Be Careful What You Read—Or Say Or Think

The week before I left for vacation was busy; I couldn’t post all the stuff I wanted to post. That’s the way things go. The following piece, though, from the WaPo, is important. It correctly interprets what our Attorney General has been aiming at: the suppression of leaked secrets, the discussion of them, or even having them in our possession. That FBI agents have been seeking old files makes sense. The government’s re-classifying information that had been declassified is part of the same pattern.

The pattern is to criminalize dissent. To deny this is about like denying Nixon’s criminality—or, for that matter, Bush’s...We're not just watching totalitarianism creep through the country, we're gradually being strangled by it.


Official Secrets
Be careful what you read.
http://www.washingtonpost.com/wp-dyn/content/article/2006/05/22/AR2006052201684_pf.html
Tuesday, May 23, 2006; A16

ATTORNEY General Alberto R. Gonzales, asked this weekend whether he believes he can prosecute journalists for publishing classified information, made a statement that should chill the bones of every American who values a vigorous press: "It depends on the circumstances." Speaking on ABC's "This Week," Mr. Gonzales explained, "There are some statutes on the book which, if you read the language carefully, would seem to indicate that that is a possibility. That's a policy judgment by the Congress in passing that kind of legislation. We have an obligation to enforce those laws." But presenting the administration's radical new strategy as mere deference to Congress is profoundly dishonest.
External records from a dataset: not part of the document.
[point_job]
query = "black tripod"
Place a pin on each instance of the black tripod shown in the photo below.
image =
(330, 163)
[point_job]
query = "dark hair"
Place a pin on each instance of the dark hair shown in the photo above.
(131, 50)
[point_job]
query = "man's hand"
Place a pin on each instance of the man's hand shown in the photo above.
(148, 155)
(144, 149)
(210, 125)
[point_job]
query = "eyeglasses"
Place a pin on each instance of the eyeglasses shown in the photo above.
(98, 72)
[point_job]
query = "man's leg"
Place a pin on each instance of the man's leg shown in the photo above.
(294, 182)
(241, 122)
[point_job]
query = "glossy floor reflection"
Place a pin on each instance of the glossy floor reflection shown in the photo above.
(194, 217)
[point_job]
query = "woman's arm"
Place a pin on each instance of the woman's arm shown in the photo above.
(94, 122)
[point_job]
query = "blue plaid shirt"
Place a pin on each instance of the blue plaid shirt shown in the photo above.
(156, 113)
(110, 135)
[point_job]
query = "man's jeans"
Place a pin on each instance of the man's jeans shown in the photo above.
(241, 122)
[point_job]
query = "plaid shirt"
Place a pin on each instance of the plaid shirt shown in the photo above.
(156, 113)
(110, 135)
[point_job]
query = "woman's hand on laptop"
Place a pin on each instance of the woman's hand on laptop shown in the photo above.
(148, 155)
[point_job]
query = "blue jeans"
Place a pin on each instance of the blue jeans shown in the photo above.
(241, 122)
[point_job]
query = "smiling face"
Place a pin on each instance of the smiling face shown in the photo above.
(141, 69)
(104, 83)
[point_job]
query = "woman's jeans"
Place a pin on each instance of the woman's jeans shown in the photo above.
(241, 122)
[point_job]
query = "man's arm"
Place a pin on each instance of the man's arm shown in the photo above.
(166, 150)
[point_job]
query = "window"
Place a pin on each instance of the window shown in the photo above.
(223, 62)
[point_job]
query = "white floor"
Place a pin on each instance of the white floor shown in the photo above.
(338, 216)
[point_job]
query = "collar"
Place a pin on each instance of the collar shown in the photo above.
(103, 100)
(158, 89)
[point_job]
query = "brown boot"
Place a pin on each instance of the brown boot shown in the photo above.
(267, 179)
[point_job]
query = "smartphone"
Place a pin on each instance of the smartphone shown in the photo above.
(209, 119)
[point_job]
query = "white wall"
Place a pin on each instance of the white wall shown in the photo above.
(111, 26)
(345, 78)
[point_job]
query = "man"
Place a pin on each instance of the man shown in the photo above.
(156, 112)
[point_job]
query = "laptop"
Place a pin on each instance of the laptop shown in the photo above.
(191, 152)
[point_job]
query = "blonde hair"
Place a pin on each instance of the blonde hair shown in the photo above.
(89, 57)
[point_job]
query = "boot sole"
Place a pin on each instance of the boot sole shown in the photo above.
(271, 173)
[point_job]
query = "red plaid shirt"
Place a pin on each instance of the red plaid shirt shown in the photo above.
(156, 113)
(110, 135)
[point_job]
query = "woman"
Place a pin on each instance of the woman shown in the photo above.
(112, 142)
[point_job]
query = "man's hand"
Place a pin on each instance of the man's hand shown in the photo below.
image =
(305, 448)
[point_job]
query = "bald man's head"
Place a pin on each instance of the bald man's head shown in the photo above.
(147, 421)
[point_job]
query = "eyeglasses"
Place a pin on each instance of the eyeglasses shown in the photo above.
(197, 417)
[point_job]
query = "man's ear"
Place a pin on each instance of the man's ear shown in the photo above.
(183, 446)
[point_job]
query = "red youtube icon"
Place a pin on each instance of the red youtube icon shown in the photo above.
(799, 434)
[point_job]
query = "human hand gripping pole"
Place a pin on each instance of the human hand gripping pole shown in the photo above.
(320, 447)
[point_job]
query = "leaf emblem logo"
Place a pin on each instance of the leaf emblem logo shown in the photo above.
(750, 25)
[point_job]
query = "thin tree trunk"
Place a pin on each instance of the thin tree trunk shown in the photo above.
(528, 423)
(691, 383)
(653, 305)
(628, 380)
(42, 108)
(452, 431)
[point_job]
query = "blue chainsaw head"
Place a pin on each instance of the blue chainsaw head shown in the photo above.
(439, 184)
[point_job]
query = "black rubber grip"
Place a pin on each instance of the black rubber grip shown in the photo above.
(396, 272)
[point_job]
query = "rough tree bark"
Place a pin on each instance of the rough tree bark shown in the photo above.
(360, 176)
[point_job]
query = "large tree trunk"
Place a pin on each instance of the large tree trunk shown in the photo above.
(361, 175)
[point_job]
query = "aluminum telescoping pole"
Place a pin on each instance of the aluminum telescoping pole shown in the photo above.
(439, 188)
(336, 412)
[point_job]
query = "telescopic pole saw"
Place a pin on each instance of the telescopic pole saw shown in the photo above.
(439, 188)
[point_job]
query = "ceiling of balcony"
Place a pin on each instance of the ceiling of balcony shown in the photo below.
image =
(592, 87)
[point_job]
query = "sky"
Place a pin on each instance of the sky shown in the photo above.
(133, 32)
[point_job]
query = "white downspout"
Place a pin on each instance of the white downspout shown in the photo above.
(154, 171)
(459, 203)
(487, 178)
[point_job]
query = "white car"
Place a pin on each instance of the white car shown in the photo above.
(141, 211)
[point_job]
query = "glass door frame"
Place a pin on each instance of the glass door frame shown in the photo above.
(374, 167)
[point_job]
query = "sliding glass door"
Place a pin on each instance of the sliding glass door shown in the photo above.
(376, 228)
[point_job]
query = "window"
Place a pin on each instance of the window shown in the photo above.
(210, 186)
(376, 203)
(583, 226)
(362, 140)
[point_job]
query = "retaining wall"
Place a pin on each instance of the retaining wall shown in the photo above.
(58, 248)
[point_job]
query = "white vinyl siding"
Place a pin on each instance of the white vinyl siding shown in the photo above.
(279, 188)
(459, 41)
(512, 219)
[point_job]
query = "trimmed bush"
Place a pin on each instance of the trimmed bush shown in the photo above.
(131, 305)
The administration is seeking to convert a moribund World War I-era espionage law into an American version of Britain's Official Secrets Act. Mr. Gonzales is correct that the law, which bans the transmission of national defense information to anyone not cleared to receive it, would -- if read literally -- make criminals out of journalists who publish such material. For that matter, it would also permit the jailing of whistle-blowers, academics who write about leaked information, members of Congress who disclose secrets and, theoretically, even readers of newspapers who discuss the stories. Precisely because of the law's unthinkable scope, the First Amendment has long been understood to limit its application. Government has gone after officials who promise to protect the nation's secrets and then fail to do so -- but generally not against citizens who receive those secrets.

The attorney general pretends that the administration's current understanding of the law merely reflects Congress's policy judgment, rather than its own. Yet only a few years ago, when Congress passed (and President Bill Clinton vetoed) a bill to criminalize leaks of classified material, people on both sides of the issue understood that current law did not criminalize the vast majority of leaks -- let alone subsequent disclosures by people who never swore to protect classified material in the first place.

Criminalizing such disclosures would be antithetical to the American tradition. Yet the administration has set about doing it without even asking Congress. It has brought a case against two pro-Israel lobbyists for receiving leaks and transmitting them to colleagues, a reporter for The Post and the Israeli embassy. It has leaned on the family of the late journalist Jack Anderson to allow FBI agents to rifle through his old papers -- on the theory that, as a bureau spokesman recently explained it, "no private person may possess classified documents that were illegally provided." And as the attorney general's comments make clear, it is considering prosecuting journalists for doing their jobs. It is a dangerous road.